So.. which tests are important and why? That is most likely going to be an individual choice based on the individuals priorities.

RE: In home living and raising for parents and puppies-- again.. how much is too much? Wasn't there just an article discussing Hip Dysplasia posted to this forum which mentions the importance of exercise for puppies? Yet time and time again, I see these warm fuzzy darling photos of pups behind puppy gates in kitchens, living rooms.. etc.. on these hard slick surfaces. How many breeder's live in homes with postage stamp size yards.. do those pups REALLY have what they need for proper hip and bone development? While the ultimate for proper socialization, in home MAY not be the ideal when it comes to hips.

I'm using some extreme examples merely because I want to make the point that charts which are so cut and dried.. are great for the person who made them. They reflect that person's needs, desires and beliefs. However, for the rest of us, when looking for a pup, we need to consider what our individual "bottom line" criteria is. Often breeder's fall across a wide spectrum, not a good/bad, responsible/irresponsible.

I'm betting that if everyone else takes a look at the chart and thinks about the possible implications of some the things mentioned that.. well.. there might be a few people scratching their heads and saying "REALLY?!?"

Any one else have thoughts regarding this chart?

Darla



petitpie said:


> There must be several "bottom-line" criteria for a responsible breeder that should be followed?
> 
> 
> Health testing for sire and dam
> ...


----------



## petitpie (Nov 16, 2011)

Distance from the breeder could also be a problem in interacting personally with the breeder and the dogs. I would like to begin looking close-by but that may not be possible.


----------



## Countryboy (May 16, 2011)

I wonder if it's restrictive to use phrases like 'bottom line' or 'must haves'. I like Yadda's use of 'spectrum'. 

Maybe it's that I've been around long enuf that the black container of printer ink in my head has seeped into my corrector fluid just enuf so that I see most things in shades of gray.  

An old boss of mine used to say... 

"As u go thru life yr gonna meet a lot of people. The only thing that's sure is that 5% of them are gonna love u, 5% are gonna hate u, and the other 90% are gonna fall somewhere in between."

IMO, that applies to the good vs bad of breeders, too. 

Moi??? Would not care if the breeder didn't show. My only requirement, if I was taking a dog, was that it came with papers. I didn't want a Doodle. And was planning on keeping it in a hunting/sporting clip anyway. So conformation didn't matter to me.


----------



## Quossum (Mar 18, 2011)

I think that particular guide is a pretty good one (though the puppy price entry needs to be updated), but it is just that, a general guide, particularly aimed at "Joe Q. Public" who really might not know the difference between a "good" breeder and a "bad" one.

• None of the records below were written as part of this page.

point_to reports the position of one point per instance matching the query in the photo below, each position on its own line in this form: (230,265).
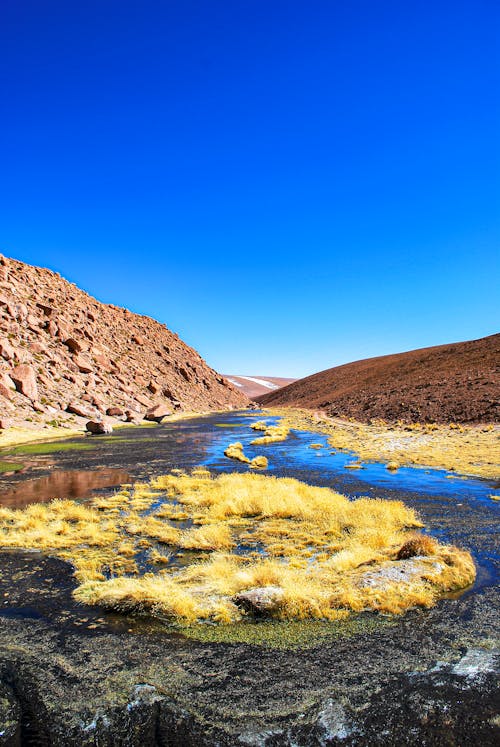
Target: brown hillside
(64,356)
(448,383)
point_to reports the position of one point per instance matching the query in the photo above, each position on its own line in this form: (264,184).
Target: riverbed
(334,686)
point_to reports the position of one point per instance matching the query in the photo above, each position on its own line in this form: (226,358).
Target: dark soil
(72,676)
(448,383)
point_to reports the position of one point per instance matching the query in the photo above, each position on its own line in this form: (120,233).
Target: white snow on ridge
(236,383)
(262,382)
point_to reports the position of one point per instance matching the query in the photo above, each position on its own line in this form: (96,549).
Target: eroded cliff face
(65,356)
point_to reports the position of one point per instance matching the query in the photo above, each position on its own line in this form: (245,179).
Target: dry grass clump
(419,544)
(467,450)
(235,451)
(325,555)
(259,462)
(272,434)
(259,425)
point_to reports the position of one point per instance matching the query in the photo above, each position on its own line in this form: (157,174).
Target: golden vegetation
(326,555)
(467,450)
(272,433)
(235,451)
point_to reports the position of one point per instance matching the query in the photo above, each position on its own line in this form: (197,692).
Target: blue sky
(287,185)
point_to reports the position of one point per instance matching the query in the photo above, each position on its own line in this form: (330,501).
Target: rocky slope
(254,386)
(66,357)
(447,383)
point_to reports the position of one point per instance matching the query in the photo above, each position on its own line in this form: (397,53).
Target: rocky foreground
(447,383)
(66,358)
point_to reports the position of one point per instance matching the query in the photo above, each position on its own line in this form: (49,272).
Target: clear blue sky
(288,185)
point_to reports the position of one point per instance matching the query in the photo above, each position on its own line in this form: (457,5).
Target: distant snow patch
(233,381)
(262,382)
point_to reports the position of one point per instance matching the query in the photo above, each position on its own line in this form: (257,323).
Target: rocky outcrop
(25,380)
(98,427)
(66,358)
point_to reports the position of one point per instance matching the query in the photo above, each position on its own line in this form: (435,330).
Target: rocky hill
(65,356)
(449,383)
(254,386)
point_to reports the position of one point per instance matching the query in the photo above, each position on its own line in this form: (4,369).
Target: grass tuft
(323,555)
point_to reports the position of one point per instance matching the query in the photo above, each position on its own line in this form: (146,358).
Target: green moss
(285,635)
(51,447)
(10,466)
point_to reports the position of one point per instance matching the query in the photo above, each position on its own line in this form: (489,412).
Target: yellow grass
(259,462)
(235,451)
(327,555)
(272,434)
(466,450)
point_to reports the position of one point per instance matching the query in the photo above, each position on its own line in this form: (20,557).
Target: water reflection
(62,484)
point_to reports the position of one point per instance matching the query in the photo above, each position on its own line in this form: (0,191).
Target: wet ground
(426,678)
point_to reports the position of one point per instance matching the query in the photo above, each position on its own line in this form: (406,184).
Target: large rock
(73,345)
(157,413)
(114,412)
(25,380)
(98,427)
(83,363)
(6,350)
(78,409)
(261,600)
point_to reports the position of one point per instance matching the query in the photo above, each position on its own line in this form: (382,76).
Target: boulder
(6,350)
(98,427)
(261,600)
(74,346)
(157,413)
(7,381)
(83,364)
(77,409)
(5,391)
(114,412)
(25,380)
(143,400)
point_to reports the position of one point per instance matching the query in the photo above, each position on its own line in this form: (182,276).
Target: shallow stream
(457,510)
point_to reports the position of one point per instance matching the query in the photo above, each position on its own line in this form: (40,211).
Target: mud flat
(74,675)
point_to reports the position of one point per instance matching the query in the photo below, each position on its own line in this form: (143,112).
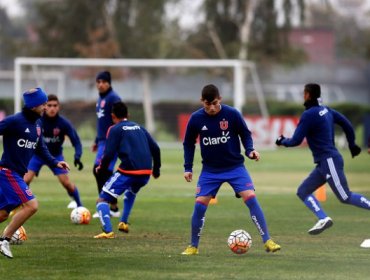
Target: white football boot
(321,225)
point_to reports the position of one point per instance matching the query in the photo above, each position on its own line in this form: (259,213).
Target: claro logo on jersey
(26,144)
(216,140)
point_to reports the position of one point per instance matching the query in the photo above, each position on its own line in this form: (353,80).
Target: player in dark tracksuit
(54,129)
(21,140)
(107,97)
(317,126)
(140,157)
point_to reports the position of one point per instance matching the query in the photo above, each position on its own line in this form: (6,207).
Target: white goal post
(239,69)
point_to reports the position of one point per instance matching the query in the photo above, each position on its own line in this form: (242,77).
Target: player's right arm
(190,139)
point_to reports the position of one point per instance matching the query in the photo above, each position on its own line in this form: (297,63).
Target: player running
(317,125)
(107,97)
(54,129)
(140,158)
(21,140)
(221,128)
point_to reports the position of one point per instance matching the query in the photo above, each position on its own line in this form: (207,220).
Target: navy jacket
(21,139)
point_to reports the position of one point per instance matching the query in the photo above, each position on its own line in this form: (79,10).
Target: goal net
(162,89)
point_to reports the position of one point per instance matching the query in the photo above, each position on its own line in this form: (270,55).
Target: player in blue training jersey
(21,140)
(220,129)
(317,125)
(140,157)
(107,97)
(54,130)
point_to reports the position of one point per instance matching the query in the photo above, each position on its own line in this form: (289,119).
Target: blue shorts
(209,183)
(13,190)
(36,164)
(119,183)
(330,170)
(100,153)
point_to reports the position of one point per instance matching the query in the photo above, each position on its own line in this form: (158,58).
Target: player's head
(35,99)
(211,99)
(313,91)
(52,106)
(119,111)
(103,81)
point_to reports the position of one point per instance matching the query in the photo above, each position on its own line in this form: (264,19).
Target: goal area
(144,81)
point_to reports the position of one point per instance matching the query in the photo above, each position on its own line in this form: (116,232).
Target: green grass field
(160,228)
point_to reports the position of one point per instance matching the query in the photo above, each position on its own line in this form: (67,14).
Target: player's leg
(71,188)
(134,184)
(305,193)
(207,187)
(338,183)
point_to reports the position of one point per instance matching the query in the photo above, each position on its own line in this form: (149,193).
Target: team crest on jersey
(56,131)
(102,104)
(224,124)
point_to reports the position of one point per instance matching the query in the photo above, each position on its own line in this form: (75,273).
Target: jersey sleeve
(346,125)
(190,139)
(75,140)
(299,134)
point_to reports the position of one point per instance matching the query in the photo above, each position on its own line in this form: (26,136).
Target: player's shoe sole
(271,246)
(5,249)
(320,226)
(190,250)
(123,227)
(104,235)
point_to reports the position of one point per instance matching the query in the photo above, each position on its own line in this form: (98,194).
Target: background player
(140,157)
(21,140)
(107,97)
(220,128)
(317,125)
(54,130)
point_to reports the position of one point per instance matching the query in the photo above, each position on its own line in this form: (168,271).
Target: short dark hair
(119,109)
(210,92)
(53,97)
(313,89)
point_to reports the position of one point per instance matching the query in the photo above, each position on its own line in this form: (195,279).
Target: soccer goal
(145,81)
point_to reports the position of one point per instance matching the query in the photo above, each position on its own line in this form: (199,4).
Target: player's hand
(63,165)
(279,140)
(156,173)
(254,155)
(188,176)
(355,150)
(78,164)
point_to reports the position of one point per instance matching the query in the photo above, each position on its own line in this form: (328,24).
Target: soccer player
(317,125)
(140,157)
(21,140)
(107,96)
(220,129)
(54,130)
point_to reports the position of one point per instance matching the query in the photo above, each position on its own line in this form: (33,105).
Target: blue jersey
(21,140)
(54,132)
(136,149)
(317,125)
(220,137)
(103,113)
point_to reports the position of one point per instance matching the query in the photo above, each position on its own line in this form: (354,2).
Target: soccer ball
(239,241)
(80,215)
(19,236)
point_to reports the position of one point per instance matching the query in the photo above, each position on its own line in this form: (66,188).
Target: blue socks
(128,203)
(314,205)
(104,215)
(197,222)
(76,196)
(257,217)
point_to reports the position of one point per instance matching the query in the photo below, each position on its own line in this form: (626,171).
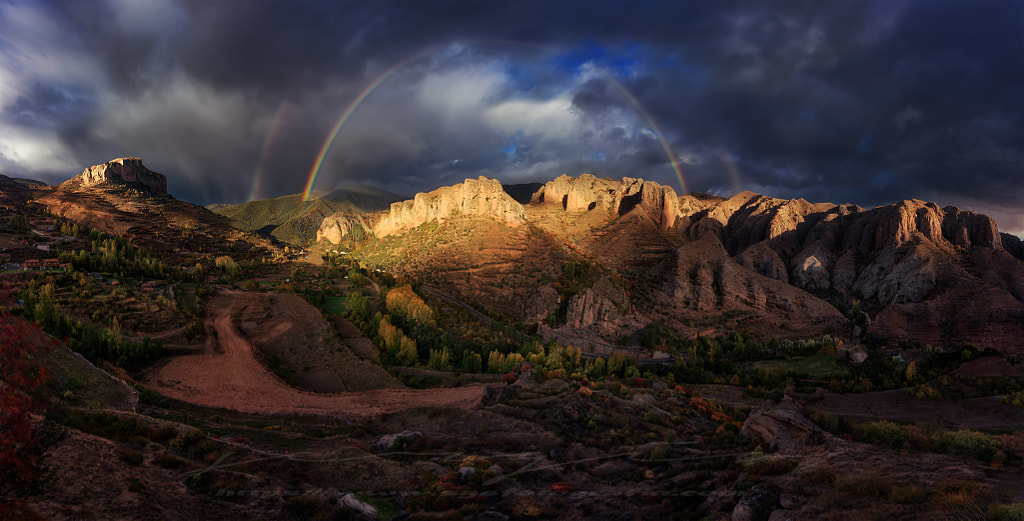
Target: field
(818,365)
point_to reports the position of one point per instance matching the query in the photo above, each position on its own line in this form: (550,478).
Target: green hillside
(289,219)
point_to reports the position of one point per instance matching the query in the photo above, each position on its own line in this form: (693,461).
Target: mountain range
(704,264)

I don't think any one of those criteria tosses a breeder to the "dark side," and I think there are probably very few breeders who meet every one of the criteria on the "light side." 

It's kind of like when someone asks about a breeder based on their website, and the experienced ones among us mention a couple of "red flags"--"It seems they also produce doodles," or "There's no mention of health testing there." Even those red flags don't (necessarily) toss that breeder to the dark side. Maybe the potential buyer has no problem with doodles. Maybe the breeder health tests but doesn't list that on their site. 

For many of the criteria listed, there could be perfectly valid reasons why that breeder doesn't do that thing, but at least a chart like this one gives the puppy buyer some guidelines and perhaps even some questions to ask the breeder. "I notice you don't show your dogs; is there are reason for that?" "Yes, unfortunately I have some health issues, and there aren't many shows around here. But I've kept well-versed with the breed, and am actively looking to improve my line, and let me explain how..." Goodness knows we have seen over and over on this board situations where a potential puppy owner didn't ask *enough* questions about the breeder of their potential new pup, and ended up in a bad situation.

I do think there is a spectrum, and it's all up to the individual how many "red flags" you're willing to accept, and which ones WILL throw that breeder to your personal Dark Side. For example, I was looking at a breeder who charged more for multi-colored pups. Not exactly a well-loved practice here. However, she also health-tested her breeding dogs, showed them, and met pretty much all of my other criteria. I could overlook one practice I didn't agree with. As yadda says, even health-testing isn't necessarily a cut-and-dried issue.

If the chart makes people think and opens up dialogue, then I'm all for it. But I would hope that most people would realize that the items in a chart like this aren't set in stone, and most of them could have very reasonable explanations for not being met. I guess there are people out there who might take guidelines like this a little too seriously and utterly reject any breeder who doesn't meet every criteria. That's their right, too. Reminds me of the situation in a thread recently about rescues rejecting what most of us would call "perfectly good" homes due to some hardline requirement not being met, like no fenced yard or whatever. Hey, I read an interview in Poodle Variety with a breeder who said she would not sell a puppy to a home where there wasn't someone home all day. Well, my hubby and I both work, so I realized with a chuckle that she probably wouldn't sell a puppy to ME! Can you imagine the gall? And just look at my Sugarfoot, so poorly trained and cared-for! :aetsch: 

Food for thought, though! Thanks for bringing up an interesting topic!

--Q


----------



## petitpie (Nov 16, 2011)

When you get the feeling (or fact) that selling the puppy (the money) is more important than the welfare of the puppy and puppy buyer, then that might be a red flag.


----------



## LEUllman (Feb 1, 2010)

I'm delighted to see this thread, because frankly speaking, this forum has often struck me as extremely judgmental when it comes to breeders. If I was a breeder, no matter how "good," would I be good enough for the perfectionists around here? Let's say I could check every box on the "Good Breeders Do This" list but one. Would that one omission mean being subjected to ridicule and scorn? If the answer is yes (and I sadly suspect it is), I would stay far away from here, which is a lose-lose situation.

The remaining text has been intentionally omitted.